STTR: une transition difficile

ÉDITORIAL / Les intentions de la Société de transport de Trois-Rivières dans la préparation et le déploiement de son nouveau réseau étaient sans doute bonnes. Mais force est de constater que les stratégies de consultation et de communication ont été déficientes. Et que le résultat est loin de satisfaire les usagers.

Il faut préciser qu’il ne s’agissait pas, ici, de changements mineurs pour modifier certains circuits. On a complètement redessiné le réseau de transport public, déplacé des terminus, modifié des intervalles de passage. L’exercice a nécessité deux ans de préparation et a certainement des incidences sur le quotidien de plusieurs citoyens qui comptent sur ce service pour leurs déplacements.

Curieusement, ce n’est qu’à la toute fin du processus qu’on a tenu des assemblées de consultation. Ou plutôt d’information. Les usagers qui y ont participé ont dit avoir l’impression qu’ils étaient devant le fait accompli. Plusieurs ont dénoncé ces changements.

Gâchis, fiasco, amateurisme... les commentaires n’ont pas été tendres dans les médias, notamment dans ces pages d’Opinions, mais aussi, et surtout, sur les réseaux sociaux. Rares ont été, jusqu’à maintenant, les commentaires positifs.

Pourtant, la STTR a déployé des efforts considérables, ces dernières années, pour améliorer son service. Les moyens technologiques, notamment les SMS pour les horaires ou encore le calculateur d’itinéraire, sont des initiatives qui méritent d’être saluées.

Mais dans la redéfinition de ses circuits, il y a des irritants qui soulèvent des questions.

À de nombreuses reprises, le président et le directeur général de la STTR ont dû justifier certains choix qui ont été faits pour le positionnement des arrêts: le déplacement du terminus du centre Les Rivières vers l’UQTR, l’accès au centre commercial depuis des arrêts situés le long du boulevard Rigaud ou du boulevard des Forges, l’absence d’autobus passant devant le Collège Laflèche, notamment.

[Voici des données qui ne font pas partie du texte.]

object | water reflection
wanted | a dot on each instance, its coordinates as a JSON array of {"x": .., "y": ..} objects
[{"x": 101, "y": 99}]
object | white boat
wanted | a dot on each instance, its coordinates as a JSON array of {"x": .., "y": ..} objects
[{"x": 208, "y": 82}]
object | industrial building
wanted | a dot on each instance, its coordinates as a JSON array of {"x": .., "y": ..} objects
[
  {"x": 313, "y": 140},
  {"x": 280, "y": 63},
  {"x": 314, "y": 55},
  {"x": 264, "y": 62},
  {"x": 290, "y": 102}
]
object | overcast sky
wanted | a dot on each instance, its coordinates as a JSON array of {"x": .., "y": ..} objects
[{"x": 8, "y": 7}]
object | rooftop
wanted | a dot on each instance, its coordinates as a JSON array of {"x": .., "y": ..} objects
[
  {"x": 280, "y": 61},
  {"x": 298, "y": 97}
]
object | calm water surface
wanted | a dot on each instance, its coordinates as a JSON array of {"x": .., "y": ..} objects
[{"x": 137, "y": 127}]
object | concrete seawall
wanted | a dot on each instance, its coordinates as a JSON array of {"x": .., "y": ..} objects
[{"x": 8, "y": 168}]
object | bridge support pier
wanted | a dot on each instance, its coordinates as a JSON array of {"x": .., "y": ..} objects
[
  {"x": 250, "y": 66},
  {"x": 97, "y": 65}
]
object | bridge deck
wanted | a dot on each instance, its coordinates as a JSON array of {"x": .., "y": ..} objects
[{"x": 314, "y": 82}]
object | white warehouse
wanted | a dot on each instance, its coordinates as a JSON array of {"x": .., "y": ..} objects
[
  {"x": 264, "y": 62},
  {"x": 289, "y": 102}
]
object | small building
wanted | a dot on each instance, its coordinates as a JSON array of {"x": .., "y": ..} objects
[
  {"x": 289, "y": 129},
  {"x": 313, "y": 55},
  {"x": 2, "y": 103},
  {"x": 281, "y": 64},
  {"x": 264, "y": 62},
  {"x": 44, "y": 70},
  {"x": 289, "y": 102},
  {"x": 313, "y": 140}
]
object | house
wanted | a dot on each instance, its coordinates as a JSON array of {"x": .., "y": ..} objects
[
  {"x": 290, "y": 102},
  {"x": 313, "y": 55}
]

La STTR, malgré le déploiement d’un service d’accompagnement par des agents facilitateurs, doit maintenant gérer une transition qui éprouve des ratés, comme en témoignent les retards dans l’enlèvement des panneaux d’arrêts là où les autobus ne passent plus.

Une triste histoire survenue vendredi dernier aurait pu prendre une tournure dramatique, n’eût été l’intervention d’un citoyen. Un homme âgé a attendu pendant plus d’une heure un autobus à un arrêt qui n’est plus desservi. L’homme, qui se déplaçait avec une canne, n’était pas au courant qu’il y avait de nouveaux trajets. Il se fiait à la présence d’un panneau indiquant que le circuit n° 1 passait à cet endroit. Comme n’importe qui aurait pu le penser. La direction de la STTR a indiqué que ce cas était une exception. Mais peut-être que d’autres cas semblables sont survenus et qu’ils n’ont tout simplement pas eu de retentissement dans les médias.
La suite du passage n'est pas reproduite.